Baron’s materials allude to natural erosion imposed by time, but also, especially in the small reliquary-like wood constructions, to a sort of suppression or containment of the body inflicted by force. The wood she uses is not just weathered but charred, and often bound by knotted wire or cord, or pierced by rusted nails.

In a lovely little series of monoprints, Baron made impressions of small copper cutouts of animals and figures that she had wrapped in copper wire or string to evoke mummies and sacred effigies. But that quietly daunting sacredness mutates, in the wood assemblages, into a palpable brutality--that from which the survivor is delivered.

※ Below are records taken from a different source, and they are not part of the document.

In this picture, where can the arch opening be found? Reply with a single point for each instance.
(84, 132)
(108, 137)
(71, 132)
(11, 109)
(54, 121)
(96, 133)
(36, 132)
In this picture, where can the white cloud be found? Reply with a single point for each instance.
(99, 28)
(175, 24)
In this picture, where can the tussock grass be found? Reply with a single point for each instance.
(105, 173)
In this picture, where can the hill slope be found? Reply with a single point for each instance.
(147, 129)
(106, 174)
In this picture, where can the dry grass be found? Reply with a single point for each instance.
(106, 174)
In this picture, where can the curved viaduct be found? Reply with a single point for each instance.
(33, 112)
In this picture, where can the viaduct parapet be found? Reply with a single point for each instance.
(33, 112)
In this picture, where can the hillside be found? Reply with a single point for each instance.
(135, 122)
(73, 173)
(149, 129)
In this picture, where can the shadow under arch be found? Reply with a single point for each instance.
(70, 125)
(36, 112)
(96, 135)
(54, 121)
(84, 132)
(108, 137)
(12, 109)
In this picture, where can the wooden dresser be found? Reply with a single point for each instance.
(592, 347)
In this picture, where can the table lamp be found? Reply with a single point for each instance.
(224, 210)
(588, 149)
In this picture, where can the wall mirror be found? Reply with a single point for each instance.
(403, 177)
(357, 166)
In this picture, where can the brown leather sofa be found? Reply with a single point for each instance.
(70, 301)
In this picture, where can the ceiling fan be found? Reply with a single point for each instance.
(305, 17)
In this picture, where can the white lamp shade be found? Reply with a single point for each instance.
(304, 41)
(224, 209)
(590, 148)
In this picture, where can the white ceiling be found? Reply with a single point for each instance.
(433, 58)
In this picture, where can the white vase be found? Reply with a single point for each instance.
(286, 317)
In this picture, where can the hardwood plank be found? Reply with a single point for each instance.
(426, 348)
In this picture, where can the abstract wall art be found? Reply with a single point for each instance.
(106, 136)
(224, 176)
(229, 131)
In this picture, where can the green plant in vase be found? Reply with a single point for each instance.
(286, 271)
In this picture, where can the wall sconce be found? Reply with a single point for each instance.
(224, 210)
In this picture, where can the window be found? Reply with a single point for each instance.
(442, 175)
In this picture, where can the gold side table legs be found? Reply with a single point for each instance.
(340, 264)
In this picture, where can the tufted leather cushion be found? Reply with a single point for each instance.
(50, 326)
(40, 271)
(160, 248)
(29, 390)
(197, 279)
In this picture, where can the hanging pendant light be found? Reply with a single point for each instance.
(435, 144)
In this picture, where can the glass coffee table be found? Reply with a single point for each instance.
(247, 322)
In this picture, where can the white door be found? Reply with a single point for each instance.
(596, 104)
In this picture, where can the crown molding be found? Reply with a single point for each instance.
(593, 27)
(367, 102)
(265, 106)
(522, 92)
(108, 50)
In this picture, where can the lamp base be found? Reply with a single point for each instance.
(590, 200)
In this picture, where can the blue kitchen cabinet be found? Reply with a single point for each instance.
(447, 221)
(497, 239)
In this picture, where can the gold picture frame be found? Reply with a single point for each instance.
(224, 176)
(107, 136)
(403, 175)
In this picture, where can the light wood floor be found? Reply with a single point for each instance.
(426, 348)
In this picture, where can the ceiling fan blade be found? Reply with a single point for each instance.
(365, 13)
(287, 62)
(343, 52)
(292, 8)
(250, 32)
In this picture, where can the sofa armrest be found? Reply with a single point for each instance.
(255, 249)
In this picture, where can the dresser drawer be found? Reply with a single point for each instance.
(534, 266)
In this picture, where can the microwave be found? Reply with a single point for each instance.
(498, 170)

* Manny Silverman Gallery, 619 N. Almont Drive, (310) 659-8256, through May 16. Closed Sundays and Mondays.

Patch Work: Garret Keith’s “paintings” at Newspace are transparent and so, in a way, are his motives: to playfully undermine the rules, assumptions and processes of painting itself. His work is composed of paint on a flat support hanging on the wall, yet he never puts brush to canvas.

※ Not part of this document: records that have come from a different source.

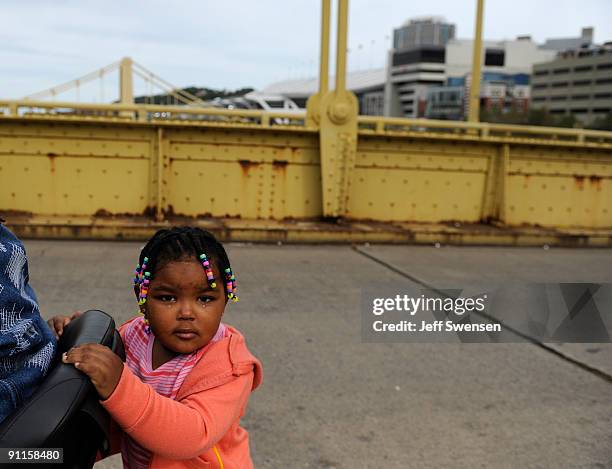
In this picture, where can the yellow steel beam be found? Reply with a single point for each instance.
(313, 105)
(126, 85)
(86, 168)
(474, 106)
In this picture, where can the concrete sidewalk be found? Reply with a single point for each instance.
(329, 400)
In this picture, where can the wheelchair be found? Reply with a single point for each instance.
(64, 411)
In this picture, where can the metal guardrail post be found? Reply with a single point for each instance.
(338, 131)
(313, 105)
(474, 109)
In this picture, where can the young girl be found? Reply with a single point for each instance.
(188, 378)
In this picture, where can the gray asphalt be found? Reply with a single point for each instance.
(330, 400)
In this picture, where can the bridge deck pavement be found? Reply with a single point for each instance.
(329, 400)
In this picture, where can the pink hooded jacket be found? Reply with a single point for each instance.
(201, 428)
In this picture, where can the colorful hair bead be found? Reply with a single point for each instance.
(230, 284)
(208, 271)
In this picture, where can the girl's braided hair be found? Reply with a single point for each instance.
(183, 243)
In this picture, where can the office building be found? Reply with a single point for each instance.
(578, 82)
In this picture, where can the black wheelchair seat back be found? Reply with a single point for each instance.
(64, 411)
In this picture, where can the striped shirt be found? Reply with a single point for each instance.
(165, 380)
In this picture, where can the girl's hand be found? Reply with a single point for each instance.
(98, 362)
(57, 323)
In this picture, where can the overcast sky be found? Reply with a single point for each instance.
(238, 43)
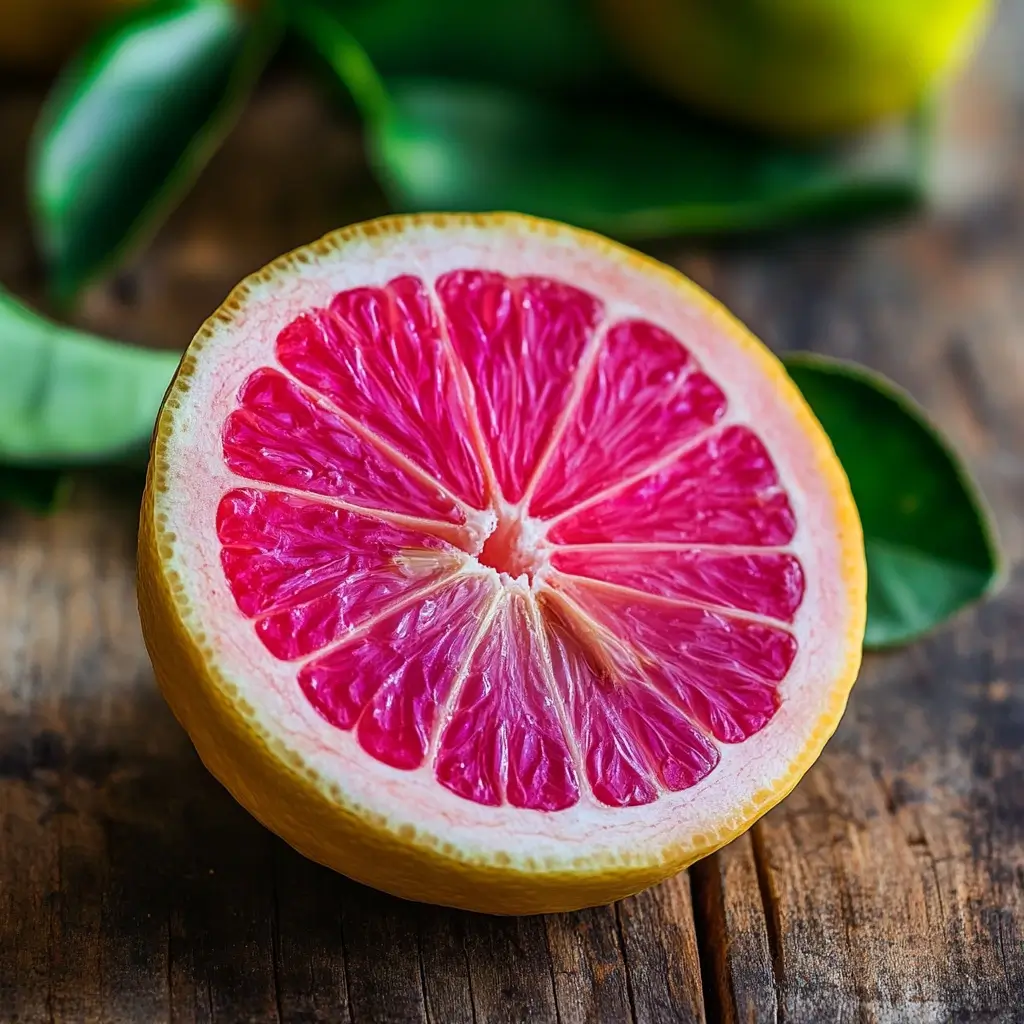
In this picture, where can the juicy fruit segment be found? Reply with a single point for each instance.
(511, 539)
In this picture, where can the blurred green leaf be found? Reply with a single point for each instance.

What he does is stretch clear vinyl over stretcher bars and arrange upon it horizontal and vertical trails of paint samples, those paper strips with several gradations of a given hue. Several other works are made by stapling together clear or colored patches of vinyl into circles or rectangles.

Advertisement

What else do we expect from painting that Keith supplies, but not in the conventional way? Meaning. Here, meaning is not gleaned from either narrative content or the interplay of forms, but is flatly announced, ready-made, in the strung-together names of the individual colors on the sample sheets.

A coy kind of automatic poetry results from this accretion of ad-speak, in which significance is inflated to a disproportionately high emotional pitch. A warm white becomes “Fresh Popcorn”; a dark blue, “Romantic Knight”; a pale green, “Niagara Falls.” We are spoon-fed associations that engage the senses and memory, but cheaply, programmatically.

Keith is less a composer of original tunes than a conductor of preexisting ones; but that, too, bears meaning as a Postmodern predicament. His work stays fresh and clever only briefly, for such cynical humor can’t always survive the cynical responses it invites.